Five of the seven membranes were clinically avascular (one contained "ghost" vessels) and did not hemorrhage during excision. Of these 5 specimens, which included 1 removed 7 days after a total of 6 intravitreous injections of 1.25 mg bevacizumab, 4 contained histologically detectable capillaries (1 did not). These blood vessels were lined by endothelial cells as determined by immunohistochemistry for the endothelial markers CD31 and CD34. The two remaining membranes were clinically and histologically still vascularized despite bevacizumab treatment. All the specimens also contained smooth muscle actin-containing fibroblastic cells within the collagenous stroma.

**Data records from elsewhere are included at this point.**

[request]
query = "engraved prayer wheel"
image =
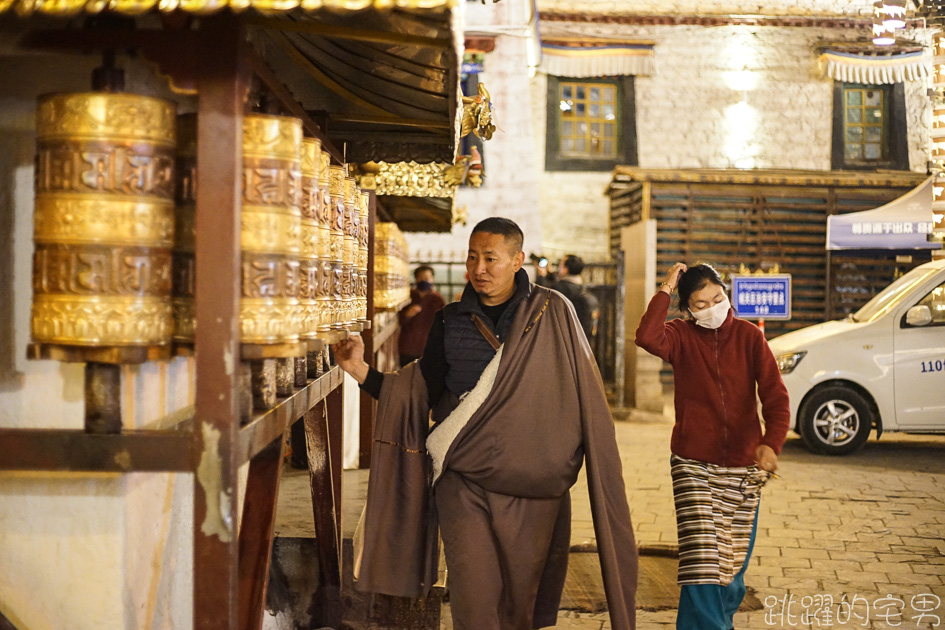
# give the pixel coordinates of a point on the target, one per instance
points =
(336, 191)
(271, 229)
(350, 255)
(308, 254)
(324, 294)
(391, 284)
(103, 221)
(185, 233)
(363, 236)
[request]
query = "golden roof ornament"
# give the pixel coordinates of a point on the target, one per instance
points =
(477, 115)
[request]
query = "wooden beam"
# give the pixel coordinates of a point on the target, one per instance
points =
(324, 503)
(262, 70)
(256, 529)
(316, 73)
(311, 27)
(368, 406)
(78, 451)
(223, 84)
(266, 427)
(391, 120)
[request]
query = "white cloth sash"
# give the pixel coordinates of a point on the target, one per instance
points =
(443, 435)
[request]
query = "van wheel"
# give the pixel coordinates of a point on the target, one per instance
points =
(835, 420)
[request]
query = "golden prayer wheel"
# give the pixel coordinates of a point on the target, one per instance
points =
(308, 255)
(103, 221)
(363, 236)
(271, 229)
(324, 294)
(352, 224)
(185, 233)
(391, 284)
(336, 190)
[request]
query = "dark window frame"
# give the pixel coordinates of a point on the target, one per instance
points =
(626, 129)
(897, 141)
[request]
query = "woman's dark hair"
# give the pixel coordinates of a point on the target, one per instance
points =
(693, 279)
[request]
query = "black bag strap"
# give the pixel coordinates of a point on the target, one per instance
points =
(488, 334)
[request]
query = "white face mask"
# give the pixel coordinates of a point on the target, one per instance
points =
(714, 316)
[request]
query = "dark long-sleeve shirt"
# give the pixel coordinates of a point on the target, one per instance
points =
(433, 364)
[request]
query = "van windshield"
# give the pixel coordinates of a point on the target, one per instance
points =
(891, 295)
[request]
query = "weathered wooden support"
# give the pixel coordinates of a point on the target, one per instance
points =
(326, 502)
(264, 383)
(285, 377)
(102, 398)
(301, 371)
(256, 528)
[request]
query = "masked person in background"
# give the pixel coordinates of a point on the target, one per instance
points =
(417, 317)
(720, 456)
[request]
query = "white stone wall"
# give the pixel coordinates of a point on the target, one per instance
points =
(821, 8)
(721, 97)
(79, 551)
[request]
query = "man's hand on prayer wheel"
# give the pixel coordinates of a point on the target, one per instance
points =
(349, 354)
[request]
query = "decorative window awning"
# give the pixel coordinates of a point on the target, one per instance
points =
(851, 67)
(597, 58)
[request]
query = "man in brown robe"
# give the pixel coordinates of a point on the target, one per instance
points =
(518, 405)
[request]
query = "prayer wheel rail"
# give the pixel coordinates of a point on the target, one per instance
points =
(75, 450)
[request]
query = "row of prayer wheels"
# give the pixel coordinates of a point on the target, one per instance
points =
(114, 228)
(391, 267)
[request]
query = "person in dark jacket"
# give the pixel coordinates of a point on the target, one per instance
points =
(417, 317)
(519, 407)
(571, 285)
(720, 455)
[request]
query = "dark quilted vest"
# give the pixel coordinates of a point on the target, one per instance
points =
(467, 351)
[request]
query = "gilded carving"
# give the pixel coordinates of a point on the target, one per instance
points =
(269, 321)
(93, 270)
(101, 320)
(269, 276)
(270, 232)
(324, 212)
(272, 137)
(410, 179)
(100, 219)
(85, 167)
(126, 117)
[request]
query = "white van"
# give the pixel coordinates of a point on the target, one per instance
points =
(882, 367)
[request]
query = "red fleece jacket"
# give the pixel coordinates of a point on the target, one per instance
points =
(715, 372)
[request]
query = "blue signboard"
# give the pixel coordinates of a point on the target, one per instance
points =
(763, 296)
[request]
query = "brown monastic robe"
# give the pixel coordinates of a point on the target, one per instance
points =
(546, 414)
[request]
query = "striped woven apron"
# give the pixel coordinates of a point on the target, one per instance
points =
(715, 510)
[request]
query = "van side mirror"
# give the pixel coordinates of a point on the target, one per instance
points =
(919, 315)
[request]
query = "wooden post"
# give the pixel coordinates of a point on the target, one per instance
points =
(222, 87)
(301, 372)
(264, 383)
(325, 503)
(285, 377)
(255, 546)
(368, 405)
(102, 398)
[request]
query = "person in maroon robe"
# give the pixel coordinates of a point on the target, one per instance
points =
(417, 317)
(517, 406)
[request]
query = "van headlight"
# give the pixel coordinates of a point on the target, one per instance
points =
(787, 362)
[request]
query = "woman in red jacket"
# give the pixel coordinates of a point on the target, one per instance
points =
(720, 456)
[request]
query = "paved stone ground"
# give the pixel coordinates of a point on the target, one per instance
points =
(869, 527)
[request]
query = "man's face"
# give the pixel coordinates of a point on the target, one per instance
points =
(491, 265)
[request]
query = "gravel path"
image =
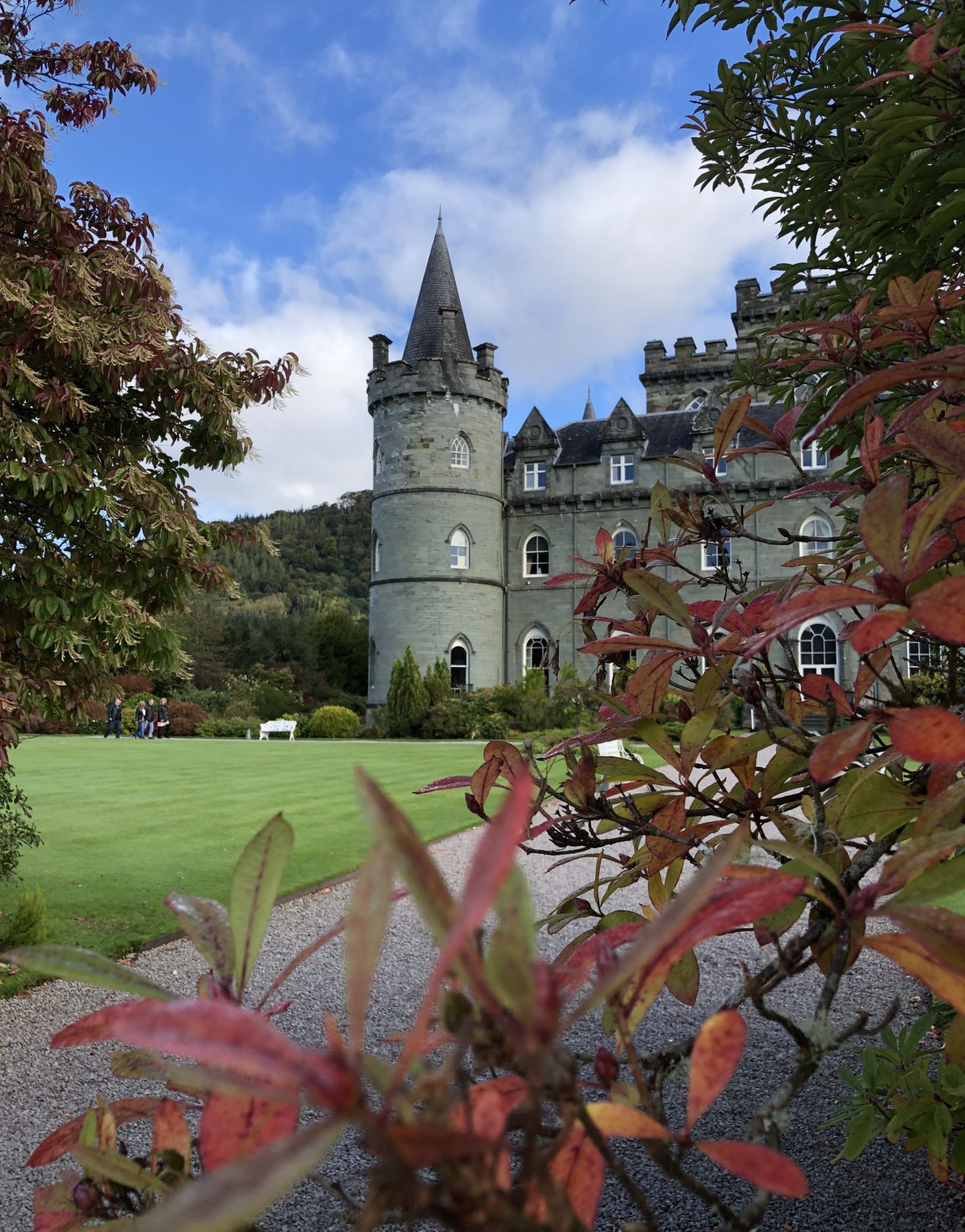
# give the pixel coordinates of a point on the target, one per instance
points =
(885, 1190)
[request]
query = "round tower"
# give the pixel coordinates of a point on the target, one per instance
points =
(438, 578)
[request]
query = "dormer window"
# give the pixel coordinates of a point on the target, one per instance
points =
(814, 457)
(721, 466)
(621, 468)
(459, 454)
(535, 476)
(697, 402)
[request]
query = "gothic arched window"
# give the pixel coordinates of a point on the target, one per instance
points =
(818, 536)
(459, 452)
(537, 557)
(818, 650)
(459, 667)
(459, 550)
(537, 654)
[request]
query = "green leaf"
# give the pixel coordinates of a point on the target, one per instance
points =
(104, 1164)
(86, 968)
(254, 887)
(861, 1131)
(207, 928)
(234, 1197)
(511, 948)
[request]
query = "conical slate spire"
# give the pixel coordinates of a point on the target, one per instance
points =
(438, 291)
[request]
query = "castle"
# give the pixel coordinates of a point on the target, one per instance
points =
(468, 524)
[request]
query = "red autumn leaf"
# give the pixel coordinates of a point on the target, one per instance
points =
(935, 367)
(716, 1053)
(877, 629)
(836, 752)
(234, 1126)
(604, 546)
(815, 602)
(219, 1034)
(921, 964)
(942, 609)
(172, 1131)
(495, 855)
(880, 520)
(928, 733)
(938, 443)
(455, 780)
(60, 1141)
(763, 1167)
(729, 424)
(580, 1168)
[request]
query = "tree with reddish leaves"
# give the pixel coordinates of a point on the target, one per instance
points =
(105, 401)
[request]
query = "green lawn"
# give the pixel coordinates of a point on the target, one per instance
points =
(125, 822)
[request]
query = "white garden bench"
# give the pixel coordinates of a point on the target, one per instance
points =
(277, 724)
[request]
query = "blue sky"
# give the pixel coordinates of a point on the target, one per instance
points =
(299, 151)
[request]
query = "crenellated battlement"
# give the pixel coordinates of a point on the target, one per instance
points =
(672, 381)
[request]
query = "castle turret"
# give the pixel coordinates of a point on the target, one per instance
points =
(438, 577)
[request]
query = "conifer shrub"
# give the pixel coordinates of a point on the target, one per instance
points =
(409, 700)
(335, 724)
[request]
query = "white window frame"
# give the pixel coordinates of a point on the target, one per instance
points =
(459, 450)
(721, 468)
(619, 466)
(814, 457)
(529, 538)
(534, 476)
(459, 550)
(459, 645)
(813, 522)
(933, 662)
(813, 669)
(709, 565)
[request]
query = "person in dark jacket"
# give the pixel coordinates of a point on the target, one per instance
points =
(114, 719)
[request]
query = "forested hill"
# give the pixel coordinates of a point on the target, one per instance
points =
(323, 555)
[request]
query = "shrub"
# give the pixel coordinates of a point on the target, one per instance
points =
(185, 717)
(28, 923)
(16, 829)
(228, 728)
(335, 724)
(407, 701)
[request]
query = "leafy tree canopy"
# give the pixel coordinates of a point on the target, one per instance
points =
(105, 401)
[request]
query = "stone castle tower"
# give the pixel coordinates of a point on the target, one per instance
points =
(438, 571)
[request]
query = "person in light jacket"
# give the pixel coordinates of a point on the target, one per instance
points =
(114, 719)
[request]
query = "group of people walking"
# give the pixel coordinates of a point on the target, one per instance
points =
(149, 724)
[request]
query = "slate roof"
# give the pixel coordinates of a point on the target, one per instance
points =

The findings do not support the concept that the clinical phenomenon of vascular regression in PDR membranes after bevacizumab injection in the vitreous is resulting from obliteration of the membrane blood vessels. Another mechanism appears to be involved in at least some patients, possibly a vasoconstrictive response. Such a mechanism might explain reversal of the effects of bevacizumab that has been reported after this treatment.
本研究旨在确定贝伐单抗治疗的增生性糖尿病视网膜病变(PDR)膜的组织病理学特征,特别是针对膜血管,以期了解药物对 PDR 膜的影响。玻璃体内注射贝伐单抗(一种抗血管内皮生长因子的单克隆抗体)最近被提倡作为 PDR 手术的辅助手段。在此背景下,注射后 24 至 48 小时,PDR 视网膜前膜血管密度(血管消退)出现临床观察到的下降,但确切的药物作用机制尚不清楚。
对连续 7 例接受贝伐单抗治疗的患者先后切除的 7 例 PDR 膜标本进行回顾性研究。使用光镜方法,包括免疫组织化学方法,对膜标本进行了检查。
7 个膜标本中有 5 个临床无血管(1 个包含“幽灵”血管),在切除过程中未出血。在这 5 个标本中,有 1 个标本在总共 6 次玻璃体内注射 1.25 毫克贝伐单抗 7 天后取出,包含组织学上可检测到的毛细血管(1 个没有)。这些血管通过免疫组织化学检测内皮标志物 CD31 和 CD34 被确定为由内皮细胞组成。尽管接受了贝伐单抗治疗,但其余 2 个膜标本在临床上和组织学上仍然是血管化的。所有标本还在胶原基质中含有平滑肌肌动蛋白阳性的成纤维细胞。
这些发现不支持贝伐单抗玻璃体注射后 PDR 膜中血管消退的临床现象是由于膜血管闭塞的概念。另一种机制似乎至少在一些患者中涉及,可能是血管收缩反应。这种机制可能解释了在这种治疗后报道的贝伐单抗作用的逆转。